July 9, 2020, Premier Doug Ford, Minister of Education Stephen Lecce and Ontario’s Advocate for Community Opportunities, Jamil Jivani, announced changes to Ontario’s education system intended to break down barriers for Black, Indigenous and racialized students and provide all students with an equal opportunity to succeed. These changes include proposing to eliminate discretionary suspensions in primary grades, ending Grade 9 streaming into applied and academic courses, and strengthening sanctions for racist behaviour in classrooms.

Premier Ford, Minister Lecce and Mr. Jivani were joined by Deputy Premier and Minister of Health, Christine Elliott.
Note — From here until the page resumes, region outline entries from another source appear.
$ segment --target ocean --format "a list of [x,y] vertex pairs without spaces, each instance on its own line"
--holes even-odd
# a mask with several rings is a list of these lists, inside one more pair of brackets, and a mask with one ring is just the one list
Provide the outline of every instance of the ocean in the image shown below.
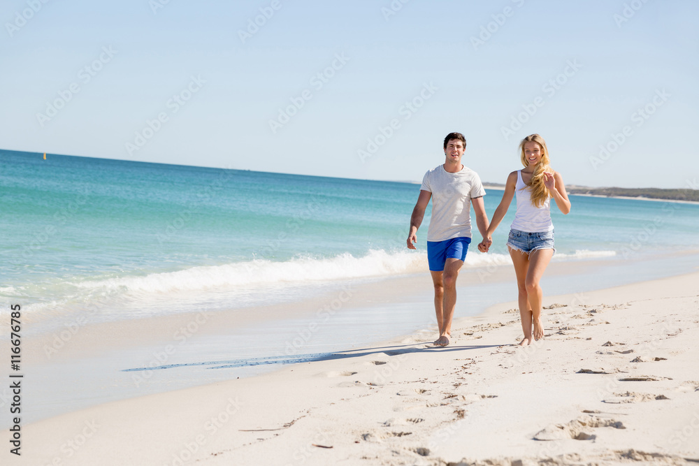
[[[27,303],[36,331],[95,303],[102,321],[232,310],[426,270],[429,210],[418,251],[405,247],[419,184],[11,151],[0,163],[0,297]],[[501,194],[489,190],[489,216]],[[698,205],[571,202],[568,216],[552,209],[556,261],[699,249]],[[474,228],[466,268],[509,263],[514,212],[488,254]]]
[[[0,164],[0,345],[20,304],[25,422],[435,336],[429,210],[405,247],[419,184],[13,151]],[[489,216],[502,192],[487,189]],[[568,272],[547,271],[545,298],[696,269],[699,205],[570,198],[570,214],[552,209]],[[514,214],[487,254],[475,233],[456,318],[517,299],[514,277],[493,278],[513,275]],[[178,315],[186,327],[163,323]],[[0,407],[10,399],[0,390]]]

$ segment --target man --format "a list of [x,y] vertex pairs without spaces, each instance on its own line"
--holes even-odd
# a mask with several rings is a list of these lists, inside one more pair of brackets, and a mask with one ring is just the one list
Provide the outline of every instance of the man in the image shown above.
[[452,335],[452,319],[456,304],[456,277],[471,242],[470,205],[476,224],[485,238],[488,217],[483,205],[485,189],[478,175],[461,163],[466,139],[449,133],[444,139],[443,165],[428,171],[410,217],[408,247],[415,249],[417,228],[432,198],[432,217],[427,230],[427,257],[435,286],[435,312],[439,326],[435,346],[446,347]]

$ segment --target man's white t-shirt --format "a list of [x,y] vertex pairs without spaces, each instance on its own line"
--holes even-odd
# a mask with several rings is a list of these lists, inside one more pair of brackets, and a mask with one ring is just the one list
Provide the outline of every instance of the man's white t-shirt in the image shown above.
[[466,166],[449,173],[440,165],[425,173],[420,189],[432,193],[428,241],[471,237],[471,199],[485,196],[477,173]]

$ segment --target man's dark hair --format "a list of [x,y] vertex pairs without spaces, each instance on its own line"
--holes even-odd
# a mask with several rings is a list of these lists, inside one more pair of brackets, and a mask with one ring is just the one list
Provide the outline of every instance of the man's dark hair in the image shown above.
[[463,148],[466,147],[466,138],[463,137],[463,135],[461,133],[449,133],[447,135],[447,137],[444,138],[444,148],[447,148],[447,143],[449,143],[452,139],[458,139],[459,140],[463,143]]

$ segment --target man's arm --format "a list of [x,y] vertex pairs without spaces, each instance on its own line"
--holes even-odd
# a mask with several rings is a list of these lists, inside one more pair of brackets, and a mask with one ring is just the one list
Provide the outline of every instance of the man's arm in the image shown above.
[[430,198],[432,193],[428,191],[420,190],[420,195],[417,198],[417,203],[415,208],[412,210],[412,215],[410,216],[410,231],[408,234],[408,249],[417,249],[415,243],[417,242],[417,228],[422,224],[422,219],[425,216],[425,210],[430,203]]
[[483,202],[483,196],[473,198],[471,199],[471,204],[473,205],[473,212],[476,214],[476,225],[478,226],[478,231],[481,236],[485,239],[488,233],[488,214],[485,213],[485,203]]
Following this afternoon’s announcement Premier Ford, Minister Lecce, and Minister Elliott responded to questions from media about the government’s ongoing response to COVID-19.
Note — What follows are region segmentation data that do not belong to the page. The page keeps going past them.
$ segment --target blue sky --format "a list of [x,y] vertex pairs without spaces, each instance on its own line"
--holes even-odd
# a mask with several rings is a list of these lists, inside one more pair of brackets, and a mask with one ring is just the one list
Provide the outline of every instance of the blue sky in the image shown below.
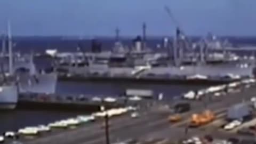
[[1,0],[0,32],[7,19],[19,35],[173,35],[168,5],[186,33],[255,36],[255,0]]

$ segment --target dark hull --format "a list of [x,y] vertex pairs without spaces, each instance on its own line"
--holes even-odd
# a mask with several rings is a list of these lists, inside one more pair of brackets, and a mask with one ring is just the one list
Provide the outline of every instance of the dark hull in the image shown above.
[[153,84],[179,84],[179,85],[212,85],[227,84],[236,81],[225,79],[170,79],[164,77],[148,77],[136,78],[134,77],[65,77],[60,76],[58,79],[61,81],[75,81],[75,82],[132,82],[136,83],[151,83]]

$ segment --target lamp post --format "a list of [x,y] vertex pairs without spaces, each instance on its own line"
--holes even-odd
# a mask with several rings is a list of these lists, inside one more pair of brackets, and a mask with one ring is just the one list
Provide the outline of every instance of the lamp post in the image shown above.
[[[100,110],[102,111],[103,111],[105,110],[105,107],[104,106],[100,107]],[[109,130],[108,130],[108,113],[106,113],[105,116],[104,116],[105,118],[105,135],[106,135],[106,144],[110,144],[109,142]]]

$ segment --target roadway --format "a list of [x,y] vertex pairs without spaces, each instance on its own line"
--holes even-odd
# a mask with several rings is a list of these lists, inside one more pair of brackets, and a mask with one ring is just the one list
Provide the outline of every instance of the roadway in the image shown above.
[[[241,102],[243,99],[249,99],[254,96],[256,93],[256,90],[254,88],[255,87],[243,91],[242,94],[228,94],[221,98],[221,101],[209,102],[207,108],[213,110],[224,110],[228,107]],[[157,110],[141,111],[141,116],[136,119],[132,119],[130,115],[126,115],[110,119],[110,141],[115,142],[130,138],[150,138],[153,136],[167,137],[173,140],[182,138],[185,137],[184,126],[189,122],[189,116],[191,113],[200,112],[205,109],[203,102],[196,102],[198,104],[192,107],[192,110],[183,115],[183,121],[173,124],[171,124],[167,121],[166,118],[170,114],[170,111],[159,113]],[[76,129],[53,132],[34,140],[25,141],[28,144],[104,143],[106,138],[105,129],[102,128],[102,121],[95,122]],[[200,129],[193,129],[189,130],[188,134],[199,135],[216,132],[214,129],[209,130],[210,130],[204,129],[202,131]]]

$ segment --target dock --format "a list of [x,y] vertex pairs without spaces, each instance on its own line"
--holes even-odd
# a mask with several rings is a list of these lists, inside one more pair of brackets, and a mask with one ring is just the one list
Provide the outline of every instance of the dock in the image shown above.
[[[249,101],[251,98],[255,95],[255,86],[252,85],[246,88],[247,89],[246,90],[239,91],[236,93],[230,92],[219,96],[220,97],[219,99],[221,99],[221,101],[212,101],[208,102],[207,106],[205,106],[202,101],[190,101],[190,102],[192,104],[191,109],[182,114],[183,119],[181,121],[173,124],[170,123],[167,118],[168,116],[172,114],[171,111],[168,108],[165,110],[159,108],[163,103],[156,101],[157,104],[151,106],[150,108],[138,110],[138,112],[140,114],[140,116],[138,118],[132,118],[129,114],[124,114],[110,118],[109,120],[108,128],[109,140],[111,143],[115,143],[128,139],[140,139],[145,141],[149,140],[148,141],[150,141],[149,139],[151,139],[152,142],[149,143],[156,144],[158,143],[157,142],[161,143],[160,140],[154,142],[153,139],[161,139],[161,141],[162,142],[166,141],[173,142],[183,139],[185,138],[202,137],[205,134],[210,134],[212,137],[215,137],[215,138],[224,137],[228,139],[234,135],[241,139],[247,139],[248,137],[244,135],[239,137],[237,136],[237,134],[232,135],[233,134],[230,133],[226,133],[225,131],[220,131],[218,129],[220,129],[219,125],[222,123],[222,119],[226,116],[225,113],[227,108],[244,100]],[[214,97],[214,94],[207,95]],[[189,122],[191,115],[201,113],[205,109],[215,111],[217,114],[216,119],[204,126],[197,128],[189,128],[188,133],[185,134],[185,130]],[[22,138],[20,140],[29,144],[105,143],[106,130],[101,127],[102,122],[102,120],[97,120],[94,122],[81,125],[75,129],[53,130],[49,133],[42,134],[32,139]],[[217,134],[217,133],[218,134]],[[220,134],[222,133],[223,134]]]
[[92,113],[100,111],[101,106],[104,106],[106,109],[110,109],[122,107],[124,105],[124,100],[121,99],[111,102],[103,100],[94,101],[89,98],[79,98],[78,96],[65,97],[63,95],[60,97],[37,94],[20,95],[17,108]]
Earlier today, the Ontario government extended all emergency orders currently in force under the Emergency Management and Civil Protection Act until July 22, 2020.

Further Details

Questions from Media – Ongoing COVID-19 Response

Going back to the classroom this fall

In response to questions about whether parents should be asking their employers for flexible work arrangements for the fall, in the event that in-school learning is unable to resume, Minister Lecce said that the preference of the government is for a full return to conventional in-classroom delivery in September. He added, however, that school boards in Ontario must also be prepared to deliver an online or hybrid model, given the unpredictability of the current situation.

COVID-19 Cases

Premier Ford was also asked about today’s slight spike of COVID-19 cases, with 170 new cases confirmed in Ontario. Of these cases, 86 were in the Windsor-Essex region and discovered through targeted on-farm testing efforts. Premier Ford emphasized that public health and emergency services teams in the region are in constant communication with the Ministry of Agriculture, Food and Rural Affairs, and thanked farmers and agri-food workers for their cooperation.
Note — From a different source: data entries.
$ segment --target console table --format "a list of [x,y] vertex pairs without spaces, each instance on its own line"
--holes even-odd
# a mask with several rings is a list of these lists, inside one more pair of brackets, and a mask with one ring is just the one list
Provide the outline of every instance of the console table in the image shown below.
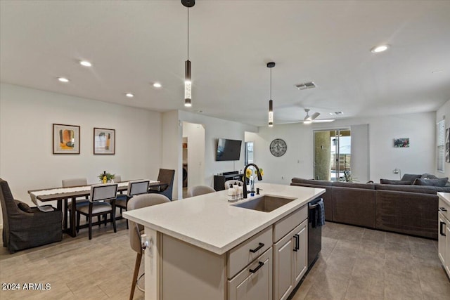
[[225,181],[229,180],[238,180],[242,181],[244,174],[240,174],[239,172],[227,172],[222,175],[214,176],[214,189],[217,190],[225,190]]

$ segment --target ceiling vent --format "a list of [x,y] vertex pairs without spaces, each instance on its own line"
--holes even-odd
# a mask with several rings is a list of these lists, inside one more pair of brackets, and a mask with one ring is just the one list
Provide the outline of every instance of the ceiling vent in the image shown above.
[[338,116],[340,115],[344,115],[344,112],[330,112],[330,115],[332,116]]
[[313,81],[304,82],[302,84],[295,84],[295,87],[300,90],[305,90],[307,89],[313,89],[316,87],[316,84]]

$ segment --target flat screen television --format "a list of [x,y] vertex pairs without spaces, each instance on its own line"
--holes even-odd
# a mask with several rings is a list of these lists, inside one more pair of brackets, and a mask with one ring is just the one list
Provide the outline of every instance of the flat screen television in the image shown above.
[[219,138],[217,141],[217,161],[239,160],[242,141]]

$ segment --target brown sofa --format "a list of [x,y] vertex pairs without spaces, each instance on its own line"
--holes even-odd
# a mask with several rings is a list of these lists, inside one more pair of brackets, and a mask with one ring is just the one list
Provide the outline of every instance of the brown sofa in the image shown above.
[[325,219],[437,239],[437,192],[450,187],[355,183],[293,178],[291,185],[321,188]]

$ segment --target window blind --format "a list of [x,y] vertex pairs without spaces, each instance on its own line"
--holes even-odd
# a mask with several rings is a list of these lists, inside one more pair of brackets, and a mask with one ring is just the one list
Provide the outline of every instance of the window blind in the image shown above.
[[437,171],[444,172],[445,165],[445,122],[441,120],[437,124]]

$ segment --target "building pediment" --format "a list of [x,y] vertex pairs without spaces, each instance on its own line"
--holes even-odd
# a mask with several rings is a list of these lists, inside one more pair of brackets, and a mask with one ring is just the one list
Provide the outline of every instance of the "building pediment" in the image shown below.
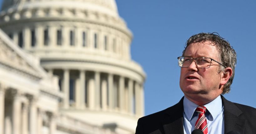
[[0,64],[9,69],[40,79],[42,77],[40,74],[42,70],[40,70],[42,69],[33,62],[35,59],[32,59],[33,58],[29,57],[29,54],[23,52],[0,30]]

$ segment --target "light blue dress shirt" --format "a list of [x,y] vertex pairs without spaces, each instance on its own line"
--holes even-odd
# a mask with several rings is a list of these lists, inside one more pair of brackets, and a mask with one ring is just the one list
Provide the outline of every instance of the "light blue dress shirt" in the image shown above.
[[[198,106],[185,97],[183,101],[184,133],[190,134],[194,130],[198,114],[195,112]],[[224,134],[224,109],[220,96],[204,106],[207,109],[206,116],[208,134]]]

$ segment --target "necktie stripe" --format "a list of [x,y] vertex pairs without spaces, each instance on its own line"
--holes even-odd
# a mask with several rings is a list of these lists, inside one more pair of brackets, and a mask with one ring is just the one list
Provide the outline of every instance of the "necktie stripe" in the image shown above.
[[206,108],[204,106],[198,106],[196,109],[196,112],[198,114],[198,118],[196,122],[195,129],[200,129],[203,131],[204,134],[207,134],[208,129],[205,115]]

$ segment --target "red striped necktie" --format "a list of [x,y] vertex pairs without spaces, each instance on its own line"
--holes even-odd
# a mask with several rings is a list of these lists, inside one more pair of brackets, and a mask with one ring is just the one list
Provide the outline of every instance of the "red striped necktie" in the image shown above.
[[196,122],[195,129],[200,129],[203,131],[204,134],[208,133],[207,122],[205,117],[206,107],[204,106],[198,106],[196,109],[196,112],[198,113],[198,118]]

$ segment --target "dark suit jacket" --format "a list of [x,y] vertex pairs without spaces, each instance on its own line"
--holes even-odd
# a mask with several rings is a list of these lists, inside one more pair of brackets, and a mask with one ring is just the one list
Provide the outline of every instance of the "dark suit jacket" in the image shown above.
[[[183,98],[173,106],[139,118],[136,134],[184,134]],[[221,98],[225,134],[232,131],[241,134],[256,134],[256,109],[233,103],[222,96]]]

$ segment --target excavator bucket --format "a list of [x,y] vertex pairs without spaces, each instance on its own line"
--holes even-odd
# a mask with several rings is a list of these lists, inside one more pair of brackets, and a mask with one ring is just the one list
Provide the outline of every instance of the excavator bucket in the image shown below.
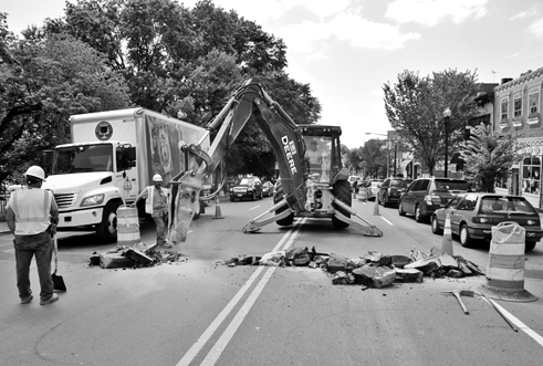
[[196,212],[196,205],[200,205],[201,175],[195,171],[185,172],[178,180],[175,177],[171,184],[171,207],[168,220],[168,240],[171,243],[187,241],[187,232]]
[[373,224],[372,222],[365,220],[364,218],[362,218],[358,213],[356,213],[355,210],[353,210],[351,207],[348,207],[347,205],[345,205],[344,202],[342,202],[341,200],[338,200],[336,197],[333,198],[333,202],[337,206],[340,206],[344,211],[347,211],[348,213],[351,213],[352,216],[355,216],[357,217],[358,219],[361,219],[362,221],[364,221],[365,226],[362,224],[361,222],[358,221],[355,221],[353,219],[349,219],[347,218],[346,216],[342,215],[340,211],[335,211],[334,216],[345,222],[345,223],[348,223],[349,226],[358,229],[362,231],[362,234],[365,236],[365,237],[383,237],[383,231],[380,231],[379,229],[377,229],[377,227],[375,224]]
[[284,206],[288,206],[288,205],[289,203],[286,203],[286,199],[283,199],[283,200],[279,201],[276,205],[273,205],[268,211],[265,211],[262,215],[259,215],[258,217],[255,217],[254,219],[252,219],[251,221],[249,221],[249,223],[243,227],[243,232],[244,233],[248,233],[248,232],[257,232],[257,231],[260,231],[260,229],[262,227],[264,227],[264,226],[267,226],[269,223],[272,223],[272,222],[275,222],[278,220],[284,219],[285,217],[288,217],[289,215],[291,215],[294,211],[289,208],[289,209],[282,211],[279,215],[275,215],[273,217],[270,217],[268,219],[264,219],[262,221],[259,221],[261,218],[263,218],[268,213],[275,213],[275,211],[278,209],[280,209],[280,208],[284,207]]

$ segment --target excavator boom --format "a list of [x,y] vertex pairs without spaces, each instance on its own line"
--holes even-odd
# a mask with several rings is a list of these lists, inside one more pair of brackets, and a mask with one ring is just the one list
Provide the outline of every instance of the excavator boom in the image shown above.
[[[209,133],[217,133],[209,150],[202,150],[199,143],[191,145],[181,145],[182,143],[180,143],[179,148],[185,153],[185,166],[190,167],[190,169],[180,172],[170,181],[173,188],[168,236],[171,242],[186,241],[203,182],[219,167],[228,148],[234,143],[249,121],[254,121],[259,124],[275,151],[283,196],[270,209],[270,212],[276,213],[274,218],[263,221],[252,220],[252,227],[244,231],[257,231],[261,226],[274,221],[279,223],[279,220],[288,219],[294,212],[306,213],[315,210],[315,207],[323,206],[317,202],[320,198],[315,199],[315,197],[319,194],[319,187],[324,186],[322,182],[317,184],[315,181],[313,184],[310,177],[309,163],[305,160],[305,143],[302,127],[289,117],[282,107],[262,90],[259,83],[249,80],[232,93],[221,112],[208,125]],[[303,129],[307,130],[307,127],[303,127]],[[332,146],[338,151],[338,139],[334,140]],[[337,170],[341,169],[338,155],[332,161],[332,165],[335,165]],[[348,175],[344,171],[338,171],[331,180],[335,182],[340,179],[338,177],[343,176],[346,179]],[[345,181],[345,184],[347,182]],[[351,220],[349,216],[356,216],[356,212],[345,206],[344,202],[341,202],[341,197],[340,199],[334,197],[331,194],[332,188],[322,188],[322,190],[326,191],[326,200],[331,205],[335,201],[335,207],[343,211],[337,212],[338,215],[335,217],[336,223],[341,221],[341,224],[345,224],[344,227],[353,223],[356,228],[362,228],[363,233],[367,236],[383,234],[375,226],[364,219],[363,221],[369,228]],[[348,206],[351,206],[351,200]],[[326,211],[326,209],[320,208],[320,210],[319,215],[334,215],[336,212],[334,209]]]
In response to questions about a request from the Toronto Board of Health to take action to slow the spread of COVID-19 in the city’s northwest corner, Minister Elliott reiterated that the province’s testing strategy was revised in order to respond to areas experiencing outbreaks. She added that the government will examine the situation in northwest Toronto and provide excess testing and/or mobile testing units, as required.

When asked what Ontarians can expect for stage three, Premier Ford said that he is hopeful more details can be rolled out in the near future.